NoSQL Rocks? We try to understand
At Gioorgi.com we was never a SQL fan. In 2000 we thinked SQL was boring, mostly because sql algebra could be a bit boring. Then we found this book written by one of the father of SQL. Years ago Google and then Facebook popped out with new incredible ideas, for improved and super fast scalability, which eventually turned to the "NoSQL" mantra.
But NoSQL is a mature technology, or it is only a path traced by the Social company out of there? Let's explore together...
After Facebook's Cassandra and Google's BigTable, all the mumbo-magic of the heavy EJB specification started to fade out suddendly. Java Spring tried to convince us EJB are too complicated...but it is true? EJB specification (born on the end of '90) aims to offer:
- scalability and fault tolerance
- stateless lifecycle (with stateless ejb)

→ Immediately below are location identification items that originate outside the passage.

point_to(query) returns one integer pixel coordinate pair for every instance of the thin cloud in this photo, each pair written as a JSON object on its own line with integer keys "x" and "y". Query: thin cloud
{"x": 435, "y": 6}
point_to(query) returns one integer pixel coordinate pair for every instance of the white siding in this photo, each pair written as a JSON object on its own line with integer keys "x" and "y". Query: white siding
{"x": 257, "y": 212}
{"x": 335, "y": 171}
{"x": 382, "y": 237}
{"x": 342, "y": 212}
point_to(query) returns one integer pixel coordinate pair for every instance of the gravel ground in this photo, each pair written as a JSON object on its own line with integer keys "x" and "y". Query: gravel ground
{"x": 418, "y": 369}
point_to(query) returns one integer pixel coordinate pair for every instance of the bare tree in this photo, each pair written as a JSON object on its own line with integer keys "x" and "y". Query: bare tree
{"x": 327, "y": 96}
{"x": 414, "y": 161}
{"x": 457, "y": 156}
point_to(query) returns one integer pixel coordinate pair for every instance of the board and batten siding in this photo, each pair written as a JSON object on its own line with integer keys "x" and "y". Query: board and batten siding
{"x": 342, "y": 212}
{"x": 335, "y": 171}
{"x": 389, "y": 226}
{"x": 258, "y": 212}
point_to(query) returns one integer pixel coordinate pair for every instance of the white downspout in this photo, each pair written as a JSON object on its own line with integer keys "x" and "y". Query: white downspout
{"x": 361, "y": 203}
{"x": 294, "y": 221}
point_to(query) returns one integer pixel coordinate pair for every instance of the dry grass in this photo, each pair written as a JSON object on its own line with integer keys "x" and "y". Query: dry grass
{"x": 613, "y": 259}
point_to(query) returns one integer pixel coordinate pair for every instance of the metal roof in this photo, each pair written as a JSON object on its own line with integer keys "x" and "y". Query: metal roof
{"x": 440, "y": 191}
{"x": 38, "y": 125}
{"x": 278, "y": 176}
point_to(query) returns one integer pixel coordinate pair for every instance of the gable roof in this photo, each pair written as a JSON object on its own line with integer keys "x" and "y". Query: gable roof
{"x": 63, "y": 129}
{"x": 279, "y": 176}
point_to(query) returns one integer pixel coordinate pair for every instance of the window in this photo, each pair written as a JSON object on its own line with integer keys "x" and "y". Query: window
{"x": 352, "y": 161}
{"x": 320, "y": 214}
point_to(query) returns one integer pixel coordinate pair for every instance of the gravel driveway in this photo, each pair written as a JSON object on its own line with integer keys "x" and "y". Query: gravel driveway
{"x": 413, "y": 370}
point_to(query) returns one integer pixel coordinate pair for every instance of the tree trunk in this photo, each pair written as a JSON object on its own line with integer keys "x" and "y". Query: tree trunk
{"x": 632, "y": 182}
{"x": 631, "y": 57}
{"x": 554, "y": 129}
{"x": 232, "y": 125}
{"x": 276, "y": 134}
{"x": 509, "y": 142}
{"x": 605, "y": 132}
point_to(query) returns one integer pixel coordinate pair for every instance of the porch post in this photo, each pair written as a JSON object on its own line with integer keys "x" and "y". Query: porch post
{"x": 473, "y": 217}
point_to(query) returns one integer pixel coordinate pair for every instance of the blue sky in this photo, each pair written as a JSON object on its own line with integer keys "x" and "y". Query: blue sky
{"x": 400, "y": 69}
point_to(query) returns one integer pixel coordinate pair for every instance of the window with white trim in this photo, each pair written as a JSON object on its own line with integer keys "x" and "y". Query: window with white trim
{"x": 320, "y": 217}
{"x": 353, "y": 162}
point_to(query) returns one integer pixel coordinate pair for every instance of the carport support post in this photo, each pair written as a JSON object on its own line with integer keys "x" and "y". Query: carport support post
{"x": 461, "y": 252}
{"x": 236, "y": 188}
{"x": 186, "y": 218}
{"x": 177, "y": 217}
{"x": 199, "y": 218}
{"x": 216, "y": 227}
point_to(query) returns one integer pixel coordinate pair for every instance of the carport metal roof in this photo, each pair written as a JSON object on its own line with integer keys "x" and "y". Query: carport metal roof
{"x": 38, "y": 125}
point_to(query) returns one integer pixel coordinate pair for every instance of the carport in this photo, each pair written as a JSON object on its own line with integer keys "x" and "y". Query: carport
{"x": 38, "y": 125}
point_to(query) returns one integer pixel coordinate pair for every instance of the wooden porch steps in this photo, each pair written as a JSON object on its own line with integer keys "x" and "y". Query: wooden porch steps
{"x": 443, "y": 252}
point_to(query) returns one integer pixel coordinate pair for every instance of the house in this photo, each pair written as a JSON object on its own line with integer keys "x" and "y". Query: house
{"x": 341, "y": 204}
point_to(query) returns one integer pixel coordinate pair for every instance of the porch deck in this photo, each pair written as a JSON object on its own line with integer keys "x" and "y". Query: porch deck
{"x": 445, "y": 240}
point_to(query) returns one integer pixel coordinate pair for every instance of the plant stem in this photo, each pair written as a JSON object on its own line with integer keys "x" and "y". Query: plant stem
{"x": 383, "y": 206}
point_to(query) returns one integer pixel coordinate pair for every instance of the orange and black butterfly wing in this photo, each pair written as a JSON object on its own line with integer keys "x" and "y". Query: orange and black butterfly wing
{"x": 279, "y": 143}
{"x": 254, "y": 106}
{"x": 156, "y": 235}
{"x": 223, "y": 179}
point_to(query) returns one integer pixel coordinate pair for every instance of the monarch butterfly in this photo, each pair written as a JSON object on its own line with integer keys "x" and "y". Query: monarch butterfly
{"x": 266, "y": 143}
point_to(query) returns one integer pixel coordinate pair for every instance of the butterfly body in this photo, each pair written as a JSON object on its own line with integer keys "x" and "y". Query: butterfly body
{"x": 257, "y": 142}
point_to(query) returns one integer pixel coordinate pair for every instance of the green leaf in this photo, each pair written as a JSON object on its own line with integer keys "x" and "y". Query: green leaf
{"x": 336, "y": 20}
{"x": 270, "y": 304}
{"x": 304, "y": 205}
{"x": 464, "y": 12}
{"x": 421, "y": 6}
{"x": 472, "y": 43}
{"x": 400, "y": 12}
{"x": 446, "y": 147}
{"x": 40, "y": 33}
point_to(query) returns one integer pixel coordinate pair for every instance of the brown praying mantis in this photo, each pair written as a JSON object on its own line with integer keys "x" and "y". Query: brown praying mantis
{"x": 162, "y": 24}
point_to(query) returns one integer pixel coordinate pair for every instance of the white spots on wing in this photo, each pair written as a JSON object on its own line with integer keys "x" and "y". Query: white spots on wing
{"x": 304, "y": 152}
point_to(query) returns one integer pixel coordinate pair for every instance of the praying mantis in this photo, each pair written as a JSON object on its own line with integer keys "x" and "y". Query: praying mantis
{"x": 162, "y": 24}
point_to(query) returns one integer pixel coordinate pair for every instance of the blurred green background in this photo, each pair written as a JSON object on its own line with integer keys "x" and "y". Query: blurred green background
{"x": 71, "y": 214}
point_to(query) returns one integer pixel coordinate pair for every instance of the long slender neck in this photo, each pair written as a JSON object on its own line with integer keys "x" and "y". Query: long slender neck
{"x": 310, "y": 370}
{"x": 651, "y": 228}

- stateful lifecycle (with stateful ejb)
- transaction managed lifecycle (entity ejb). This eventually included new ORM tools like Hibernate and so on in the last specifications.
EJB implementation was trained by big vendor with a lot of expertise on transaction monitor: complex stuff able to scale and manage transaction. Tipically such vendor (IBM, Tibco, etc) was managing banking transaction, so in that context consistency was a major concern.
Then...the Father of Java (Goslin) was hired by Google :) Is something changing?
Yes, it is: in the last years eBay, Amazon, and Facebook needed to scale at the maximum rate. Google Search engine is another story because initially it was a read only query, so it needs to scale but with a better set of constraints. (in the last year Google started real-time upgrade to their index, and faces similar issues).
In this article, we will try to explore the NoSQL mantra. So let's start. Your comments will be welcome! What is your experience? Keep in mind NoSQL is not a standard, its like more a "tag" a descriptive label. All the NoSQL database differs each other, so we faced some difficulties harvesting information out of there.
Focusing on Database, the first thing to consider is the Brewer's CAP Theorem:
The CAP theorem, also known as Brewer's theorem, states that it is impossible for a distributed computer system to simultaneously provide all three of the following guarantees:[1][2]
- Consistency (all nodes see the same data at the same time)
- Availability (node failures do not prevent survivors from continuing to operate)
- Partition tolerance (the system continues to operate despite arbitrary message loss)
According to the theorem, a distributed system can satisfy any two of these guarantees at the same time, but not all three.[3]
Normally relational databases try to take the first two. The easiest implementation is a master/slave replication on which if the master fail the slave can recover. But if the cable between master and slave is cut by a wererabbit, your infrastructure is broken. You slave cannot be synced and if your master go down you are in disgrace, even with slave working... a true distributed system would avoid this. Apache Cassandra take the last two, loosing Consistency at 100%. Google's Big Table and MongoDB drops Availability at 100%Anyway some NoSQL can "tune" this option: for instance on Cassandra you will be able to say how much replicas in the cluster you want consistent. This is quite important. Big Table could lost Availability of some data, but for a very short time! (BigTable is a consuing on its documentation, so I will avoid to do more deeply analysis).
Take a look also at this other comparation, which is a bit biased in favor of Mongodb.
So the conclusion is: stay and wait, NoSql is still not yet mature.